We obtained counts of pathogen species from an updated version of the previously published database (1
). As before, we defined a human pathogen as "a species infectious to and capable of causing disease in humans under natural transmission conditions." We included pathogens that have only been reported as causing a single case of human disease and those that only cause disease in immunocompromised persons. We also included instances of accidental laboratory infection but excluded infections resulting from deliberate exposure in the laboratory. We added recently recognized pathogens listed online by the Centers for Disease Control and Prevention, the World Health Organization (WHO), ProMED, and elsewhere (6–9
). We obtained taxonomic classifications online from the International Committee on Taxonomy of Viruses, the National Centre for Biotechnology Information, the CAB International Bioscience database of fungal names, and from standard texts (10–15
Pathogen species were categorized as emerging or reemerging based on previously published reviews of the literature (1,3
), again updated from online sources (6–8
). A species was regarded as emerging or reemerging if any recognized variant fell into this category (e.g., Escherichia coli
O157, H5N1 influenza A).
We considered the following pathogen groups: viruses (including prions), bacteria (including rickettsia), fungi (including microsporidia), protozoa, and helminths. We did not consider ectoparasites (ticks and lice). Each group was further divided into subgroups (families) to test whether biases existed in numbers of emerging and reemerging species at this level. The viruses were also divided according to genome type (e.g., negative single-stranded RNA viruses).
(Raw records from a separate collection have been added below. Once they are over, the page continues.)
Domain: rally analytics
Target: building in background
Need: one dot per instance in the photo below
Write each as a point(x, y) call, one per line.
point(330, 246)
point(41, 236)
We examined 3 aspects of host range, both for all pathogens combined and separately for each of the viruses, bacteria, fungi, protozoa, and helminths. First, we distinguished pathogen species according to whether they were known to be zoonotic, using the WHO definition "diseases or infections which are naturally transmitted between vertebrate animals and humans" (16
). Note that this definition includes pathogens for which humans are the main host and other vertebrates are only occasional hosts, as well as the opposite, but excludes purely human pathogens that recently evolved from nonhuman pathogens, e.g., HIV. We then compared the fraction of emerging or reemerging species that were or were not zoonotic across the major pathogen groups and within each group by family.
Second, for all zoonotic species we identified the types of nonhuman vertebrate host they are known to infect, using the following broad categories: bats, carnivores, primates, rodents, ungulates, and other mammals and nonmammals (including birds, reptiles, amphibians, and fish). We excluded vertebrate intermediate hosts of parasites with complex life cycles. Host types were ranked by the number of zoonotic pathogen species associated with them, and rankings were compared by using Spearman rank correlation coefficient.
Third, we obtained a crude index of the breadth of host range by counting the number of the host types that each pathogen species is known to infect: 0 (i.e., not zoonotic), 1, 2, and 3 or more. We compared the fraction of emerging and reemerging species across these 4 classes.
For the emerging and reemerging pathogen species, we identified the main factors believed to drive their increased incidence, geographic range, or both, by conducting a systematic review of the emerging diseases literature. We allocated these drivers to 1 or more broad categories (). Note that although we chose categories that we considered to be useful and informative for our immediate purposes, and which were similar to those listed elsewhere (5
), this is inevitably a subjective procedure and alternative categorizations may be equally valid. We then ranked the drivers (by number of emerging and reemerging pathogen species associated with each) and compared the ranking of drivers for the major pathogen groups and for zoonotic versus nonzoonotic pathogens.
Main categories of drivers associated with emergence and reemergence of human pathogens
For the zoonotic species, we distinguished those known to be transmissible between humans, allowing that this might be through an indirect route (e.g., a vector or an intermediate host), from those for which humans can only acquire infection (directly or indirectly) from a nonhuman source. For the transmissible zoonotic species, we further distinguished those that are sufficiently transmissible to cause major epidemics in human populations from those that cause only relatively minor outbreaks. This classification was intended to distinguish between pathogens with R0>1 in humans from those with R0<1, where R0 is the basic reproduction number, i.e., the average number of secondary infections produced by a single primary infection introduced into a large population of previously unexposed hosts. Direct estimates of R0 are unavailable for most zoonotic pathogens.
Throughout the study, we quantified associations as the relative risk (RR) and tested for statistical significance using a standard χ2 test (with correction for small expected values). Although these statistical analyses are susceptible to bias introduced by related species (e.g., several species of hantavirus exist, most of which are zoonotic and many of which are regarded as emerging or reemerging), the analysis at the family level is an indication of the extent of any such bias.